Morales and other residents and employees in the Central Alameda area expressed similar frustrations about crime in general and specifically, about police response times. Representatives of the Los Angeles Police Department could not be reached despite a call and email. But an officer at the Newton Division station, where Morales called, pointed out that the station is small but busy.
The officer, who referred the UT to LAPD media relations for official interviews, said he was recently transferred to Newton from the Hollywood division. He estimated that the division gets about 50 phone calls during the day and 70 people “coming in to report.”
Experts say that response times to 911 calls can vary based on how big a city is geographically, how many officers work for the police department, how many calls it gets and most importantly, how urgent the reported crime is.

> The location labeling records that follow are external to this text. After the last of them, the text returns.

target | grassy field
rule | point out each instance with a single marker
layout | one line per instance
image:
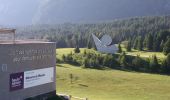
(144, 54)
(110, 84)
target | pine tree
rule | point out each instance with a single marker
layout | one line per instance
(123, 59)
(77, 50)
(168, 59)
(149, 42)
(119, 48)
(135, 43)
(137, 62)
(140, 43)
(162, 45)
(154, 66)
(165, 66)
(166, 48)
(128, 48)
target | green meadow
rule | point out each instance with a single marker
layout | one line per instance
(110, 84)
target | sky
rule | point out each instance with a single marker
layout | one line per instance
(27, 12)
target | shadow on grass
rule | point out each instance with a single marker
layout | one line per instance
(82, 85)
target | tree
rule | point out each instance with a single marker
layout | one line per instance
(165, 66)
(156, 43)
(123, 59)
(119, 48)
(149, 42)
(162, 45)
(135, 43)
(168, 59)
(166, 48)
(77, 50)
(140, 43)
(137, 62)
(128, 48)
(154, 66)
(63, 57)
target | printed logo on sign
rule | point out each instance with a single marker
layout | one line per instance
(16, 81)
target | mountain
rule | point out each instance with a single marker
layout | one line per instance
(24, 12)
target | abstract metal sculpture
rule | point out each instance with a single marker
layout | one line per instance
(105, 44)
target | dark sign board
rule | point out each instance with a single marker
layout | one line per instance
(27, 69)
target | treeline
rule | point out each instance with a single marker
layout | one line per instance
(92, 59)
(72, 35)
(158, 42)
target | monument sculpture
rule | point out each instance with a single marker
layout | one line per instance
(105, 44)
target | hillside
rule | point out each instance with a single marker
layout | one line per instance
(77, 11)
(111, 84)
(66, 35)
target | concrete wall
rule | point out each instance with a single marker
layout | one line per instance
(22, 57)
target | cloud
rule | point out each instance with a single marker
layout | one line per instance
(42, 7)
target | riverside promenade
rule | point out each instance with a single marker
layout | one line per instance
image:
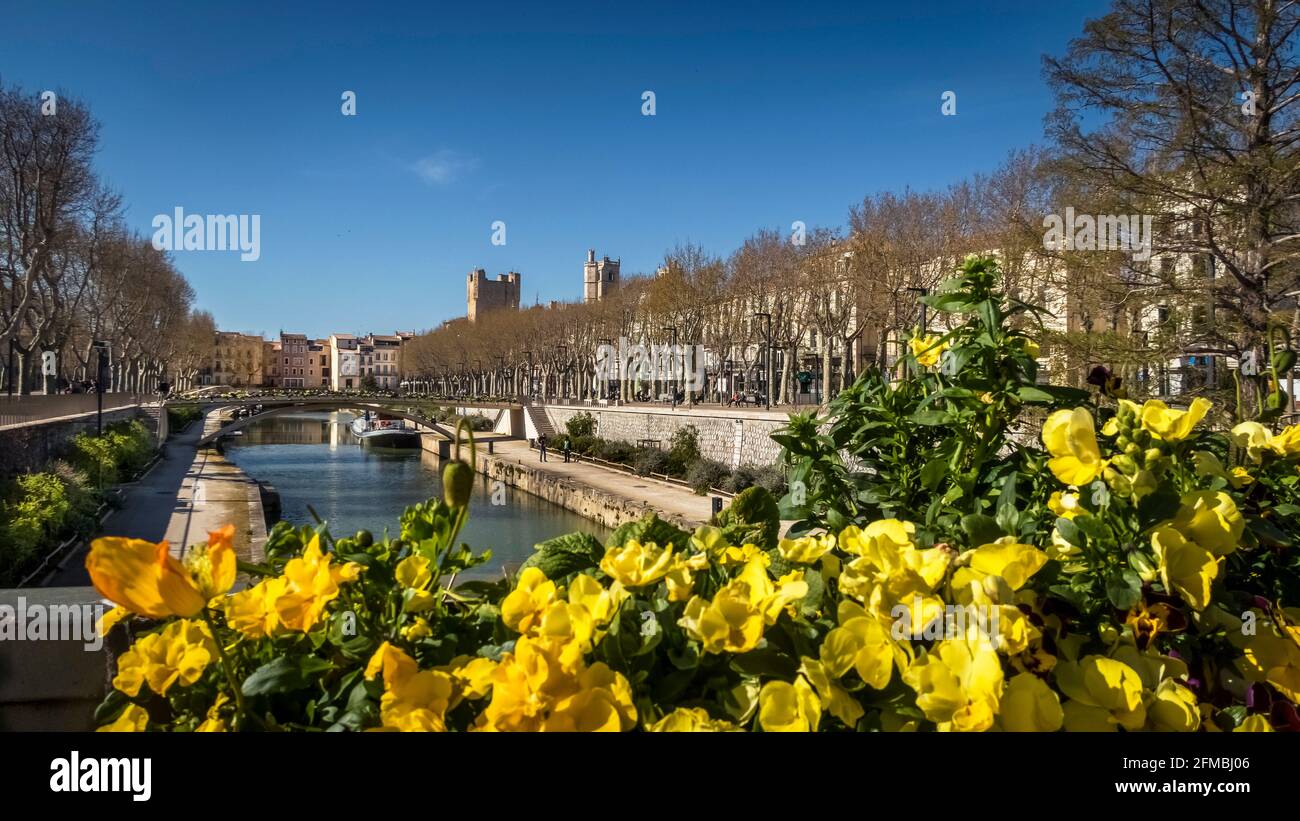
(186, 494)
(618, 496)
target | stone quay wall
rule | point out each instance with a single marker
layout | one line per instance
(31, 446)
(732, 437)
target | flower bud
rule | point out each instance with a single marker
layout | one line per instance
(458, 483)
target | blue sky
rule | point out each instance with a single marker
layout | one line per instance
(531, 114)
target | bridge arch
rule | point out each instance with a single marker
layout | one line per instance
(308, 407)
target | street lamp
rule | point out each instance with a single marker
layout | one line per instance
(767, 357)
(606, 344)
(923, 292)
(672, 351)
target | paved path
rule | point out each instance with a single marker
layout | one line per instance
(185, 495)
(672, 499)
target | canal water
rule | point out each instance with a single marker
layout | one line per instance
(313, 459)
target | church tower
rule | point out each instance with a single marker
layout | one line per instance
(599, 277)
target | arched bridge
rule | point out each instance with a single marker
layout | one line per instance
(284, 407)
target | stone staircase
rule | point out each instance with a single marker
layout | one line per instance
(537, 417)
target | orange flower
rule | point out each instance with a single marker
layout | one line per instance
(147, 580)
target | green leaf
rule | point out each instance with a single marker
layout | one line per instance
(285, 674)
(1123, 590)
(752, 517)
(980, 529)
(1070, 531)
(650, 528)
(1158, 505)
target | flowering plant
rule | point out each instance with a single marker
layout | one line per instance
(944, 573)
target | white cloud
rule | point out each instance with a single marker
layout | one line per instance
(443, 166)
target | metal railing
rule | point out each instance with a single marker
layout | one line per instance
(38, 407)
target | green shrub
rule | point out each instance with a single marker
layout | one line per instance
(683, 450)
(650, 460)
(740, 478)
(615, 451)
(120, 452)
(37, 512)
(706, 474)
(180, 418)
(771, 479)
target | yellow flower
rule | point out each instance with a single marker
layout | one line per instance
(414, 572)
(1273, 654)
(133, 720)
(1255, 724)
(862, 643)
(213, 722)
(889, 568)
(733, 621)
(416, 630)
(308, 583)
(521, 611)
(251, 611)
(805, 550)
(146, 580)
(1255, 439)
(1209, 467)
(636, 564)
(836, 699)
(788, 708)
(1065, 504)
(601, 603)
(1174, 708)
(1287, 443)
(1103, 693)
(1006, 557)
(690, 720)
(1071, 441)
(732, 555)
(1030, 706)
(178, 652)
(601, 704)
(111, 618)
(295, 600)
(1186, 568)
(1210, 518)
(1170, 425)
(927, 350)
(958, 683)
(534, 689)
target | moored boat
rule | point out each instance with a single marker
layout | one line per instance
(386, 431)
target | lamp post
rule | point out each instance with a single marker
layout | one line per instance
(528, 390)
(603, 368)
(767, 357)
(672, 352)
(562, 353)
(923, 292)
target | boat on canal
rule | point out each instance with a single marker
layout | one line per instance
(376, 429)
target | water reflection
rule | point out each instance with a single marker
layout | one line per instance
(313, 459)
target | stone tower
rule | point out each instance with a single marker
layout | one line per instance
(484, 294)
(599, 278)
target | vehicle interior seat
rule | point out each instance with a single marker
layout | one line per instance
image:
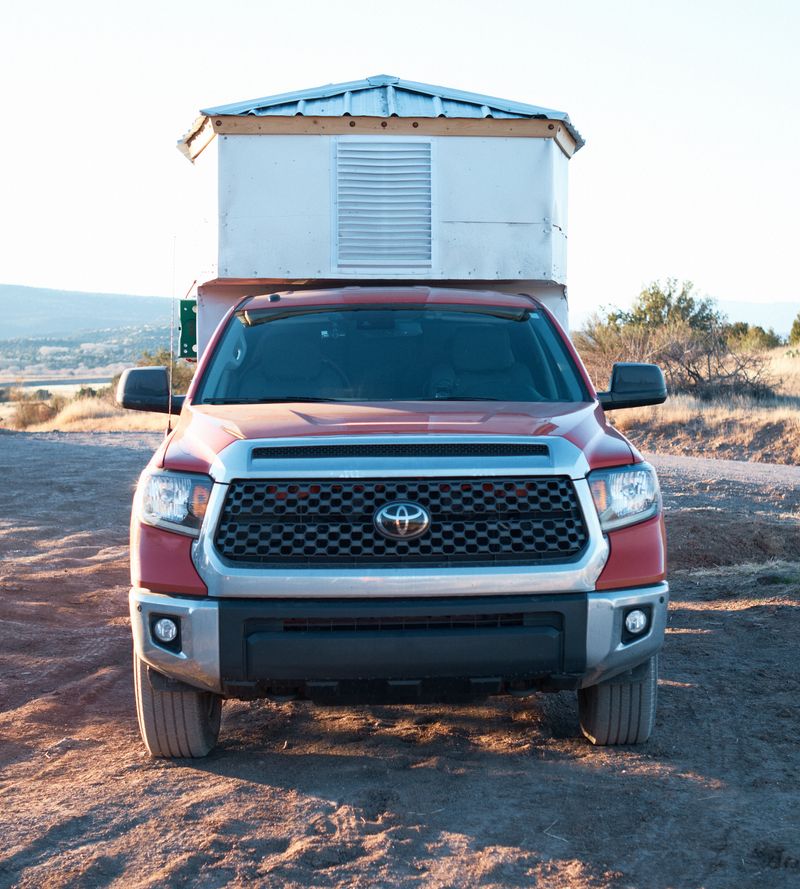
(291, 365)
(483, 365)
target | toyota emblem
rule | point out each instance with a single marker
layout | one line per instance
(402, 520)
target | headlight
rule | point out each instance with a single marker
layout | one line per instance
(626, 495)
(176, 501)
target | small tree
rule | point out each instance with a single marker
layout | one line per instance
(686, 335)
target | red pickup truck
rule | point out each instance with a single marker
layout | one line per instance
(397, 494)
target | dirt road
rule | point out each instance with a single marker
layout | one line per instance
(502, 794)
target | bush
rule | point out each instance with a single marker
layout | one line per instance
(685, 335)
(794, 333)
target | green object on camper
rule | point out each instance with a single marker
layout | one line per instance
(188, 340)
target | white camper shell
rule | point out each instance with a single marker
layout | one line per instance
(382, 181)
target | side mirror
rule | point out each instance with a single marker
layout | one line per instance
(634, 385)
(147, 389)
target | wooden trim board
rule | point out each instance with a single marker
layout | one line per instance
(406, 126)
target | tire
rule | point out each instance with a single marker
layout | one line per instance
(175, 723)
(621, 710)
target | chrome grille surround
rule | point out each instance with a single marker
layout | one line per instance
(321, 523)
(225, 579)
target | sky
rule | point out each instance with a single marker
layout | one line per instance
(690, 111)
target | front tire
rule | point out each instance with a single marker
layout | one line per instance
(175, 723)
(621, 710)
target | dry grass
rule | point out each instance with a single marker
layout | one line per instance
(739, 428)
(100, 415)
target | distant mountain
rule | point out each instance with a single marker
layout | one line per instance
(778, 316)
(37, 311)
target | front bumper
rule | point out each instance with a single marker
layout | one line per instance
(334, 649)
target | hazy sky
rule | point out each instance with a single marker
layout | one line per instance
(691, 112)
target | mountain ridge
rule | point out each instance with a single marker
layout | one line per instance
(50, 312)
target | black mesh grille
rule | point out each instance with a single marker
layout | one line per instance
(394, 624)
(442, 449)
(330, 523)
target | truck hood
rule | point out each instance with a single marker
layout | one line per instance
(204, 431)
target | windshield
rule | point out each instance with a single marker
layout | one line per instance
(397, 353)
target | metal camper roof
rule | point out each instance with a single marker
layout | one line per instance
(380, 96)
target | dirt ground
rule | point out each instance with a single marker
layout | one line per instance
(502, 794)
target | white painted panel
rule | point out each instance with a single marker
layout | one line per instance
(275, 206)
(489, 250)
(499, 209)
(494, 179)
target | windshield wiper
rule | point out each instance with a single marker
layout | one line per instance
(278, 399)
(466, 398)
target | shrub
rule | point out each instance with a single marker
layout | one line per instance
(794, 333)
(685, 335)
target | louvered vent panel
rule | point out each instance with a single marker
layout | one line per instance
(383, 195)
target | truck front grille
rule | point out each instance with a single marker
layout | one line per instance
(319, 524)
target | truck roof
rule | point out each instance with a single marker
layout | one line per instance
(395, 295)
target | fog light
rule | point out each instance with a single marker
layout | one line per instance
(635, 621)
(165, 630)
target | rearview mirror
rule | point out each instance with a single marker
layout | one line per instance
(634, 385)
(147, 389)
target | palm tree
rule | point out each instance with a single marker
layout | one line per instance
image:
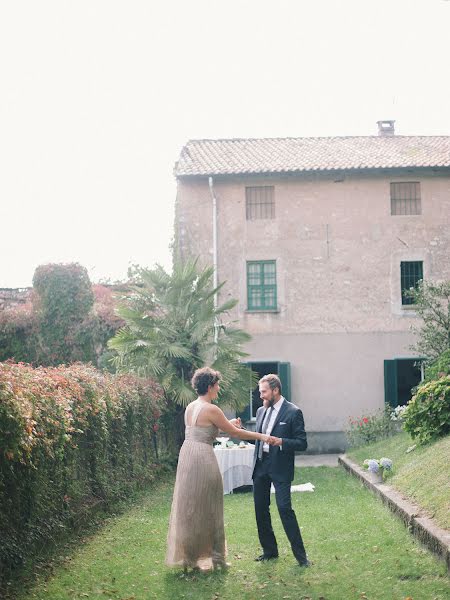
(172, 327)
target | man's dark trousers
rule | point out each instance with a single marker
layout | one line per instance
(261, 493)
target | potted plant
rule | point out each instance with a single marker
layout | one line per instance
(378, 467)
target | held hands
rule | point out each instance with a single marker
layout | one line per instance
(272, 440)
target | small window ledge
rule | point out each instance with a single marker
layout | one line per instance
(255, 311)
(409, 307)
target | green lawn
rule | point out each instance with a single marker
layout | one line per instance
(421, 474)
(359, 550)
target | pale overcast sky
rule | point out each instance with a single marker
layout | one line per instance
(97, 98)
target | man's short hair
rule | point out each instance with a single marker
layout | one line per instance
(273, 381)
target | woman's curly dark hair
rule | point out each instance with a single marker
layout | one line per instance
(203, 378)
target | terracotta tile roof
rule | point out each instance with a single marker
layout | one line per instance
(287, 155)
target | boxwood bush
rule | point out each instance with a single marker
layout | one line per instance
(427, 416)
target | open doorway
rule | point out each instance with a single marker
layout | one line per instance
(401, 376)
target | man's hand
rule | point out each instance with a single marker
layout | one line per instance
(274, 441)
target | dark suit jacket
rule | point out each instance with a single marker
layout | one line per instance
(289, 426)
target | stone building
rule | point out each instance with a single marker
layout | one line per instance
(319, 238)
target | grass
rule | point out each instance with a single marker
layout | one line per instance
(421, 475)
(359, 550)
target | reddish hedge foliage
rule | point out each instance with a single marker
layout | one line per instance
(69, 437)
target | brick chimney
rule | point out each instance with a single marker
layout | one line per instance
(386, 127)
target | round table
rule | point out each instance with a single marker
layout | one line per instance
(236, 466)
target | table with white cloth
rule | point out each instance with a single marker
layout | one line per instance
(236, 466)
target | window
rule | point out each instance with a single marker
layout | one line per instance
(405, 198)
(261, 285)
(259, 202)
(411, 273)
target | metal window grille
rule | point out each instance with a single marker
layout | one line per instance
(411, 273)
(259, 202)
(261, 285)
(405, 198)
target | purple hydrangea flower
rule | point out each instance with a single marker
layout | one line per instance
(386, 463)
(373, 465)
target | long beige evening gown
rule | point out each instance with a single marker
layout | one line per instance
(196, 536)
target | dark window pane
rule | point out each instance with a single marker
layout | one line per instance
(259, 202)
(261, 285)
(411, 272)
(405, 198)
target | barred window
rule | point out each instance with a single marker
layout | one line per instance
(261, 285)
(405, 198)
(259, 202)
(411, 272)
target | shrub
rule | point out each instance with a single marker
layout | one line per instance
(70, 438)
(52, 329)
(427, 415)
(371, 428)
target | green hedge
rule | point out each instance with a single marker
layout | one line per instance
(70, 438)
(427, 416)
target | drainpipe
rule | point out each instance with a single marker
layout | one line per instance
(214, 216)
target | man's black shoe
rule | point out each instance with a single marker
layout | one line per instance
(304, 563)
(266, 557)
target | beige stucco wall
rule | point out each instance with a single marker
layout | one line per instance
(338, 252)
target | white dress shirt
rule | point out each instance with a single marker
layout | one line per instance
(273, 416)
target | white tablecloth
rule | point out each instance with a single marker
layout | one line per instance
(236, 466)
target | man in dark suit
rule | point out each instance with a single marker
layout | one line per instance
(274, 463)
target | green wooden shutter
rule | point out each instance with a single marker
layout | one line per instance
(284, 373)
(245, 414)
(390, 382)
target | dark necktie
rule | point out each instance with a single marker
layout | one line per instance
(266, 422)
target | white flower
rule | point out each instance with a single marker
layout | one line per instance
(386, 463)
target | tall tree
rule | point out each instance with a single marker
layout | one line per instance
(172, 328)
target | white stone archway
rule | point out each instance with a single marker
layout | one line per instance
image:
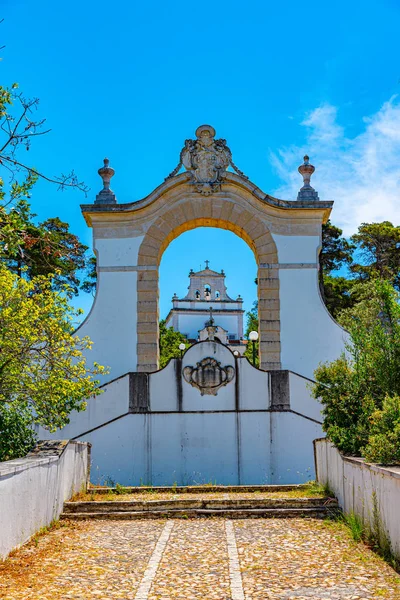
(296, 331)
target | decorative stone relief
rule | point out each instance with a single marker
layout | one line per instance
(206, 159)
(208, 376)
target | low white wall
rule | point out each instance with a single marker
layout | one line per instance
(33, 489)
(356, 484)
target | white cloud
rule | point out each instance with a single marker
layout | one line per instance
(362, 174)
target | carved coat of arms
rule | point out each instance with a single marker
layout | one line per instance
(206, 159)
(208, 376)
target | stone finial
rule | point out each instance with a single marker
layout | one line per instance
(106, 196)
(307, 192)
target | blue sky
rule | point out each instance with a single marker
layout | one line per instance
(132, 81)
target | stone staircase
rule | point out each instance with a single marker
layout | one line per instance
(235, 502)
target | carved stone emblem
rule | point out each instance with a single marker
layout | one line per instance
(206, 159)
(208, 376)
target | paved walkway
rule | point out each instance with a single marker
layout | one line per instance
(190, 559)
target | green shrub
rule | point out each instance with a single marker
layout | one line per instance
(353, 388)
(384, 440)
(17, 436)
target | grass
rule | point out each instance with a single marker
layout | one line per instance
(311, 490)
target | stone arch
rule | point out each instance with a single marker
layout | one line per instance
(232, 215)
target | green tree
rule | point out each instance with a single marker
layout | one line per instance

“True emergencies, of course, require a rapid response (e.g., crimes in progress, accidents with injury),” according to a Department of Justice manual for agencies looking to create their own police departments. “But citizens must also understand that few police agencies today can afford to dispatch an officer immediately to every call, or even to every crime-related call.”
What’s more, the number of calls the police get can be inflated by unintentional calls that typically have to be responded to by calling the person back just in case it was a real emergency. “Pocket dials” or other false 911 calls “draw police resources away from actual crimes underway,” according to a 2016 Christian Science Monitor story.
Still, Los Angeles Police Department’s response times are considered strong, according to an article in Safe Smart Living, which researches security trends.
“Los Angeles tops our list for most responsive city with a reported average police response time of 5.7 minutes. This is significantly better than that reported by any other city we researched,” according to a 2019 article on the safety website.
Armando Viveros, a McDonald’s department manager, lives and works in the Central Alameda neighborhood. He said he has had mixed experiences the five or six times he has had to call the police on homeless people in the restaurant “not listening and then becoming aggressive.”
“They transfer us, and they don’t pick up,” he alleged, adding that about half the time, the call “didn’t go through.”
Viveros said the latest police arrived was 30 minutes: “I don’t see the point of them being around here if they won’t be here on time.”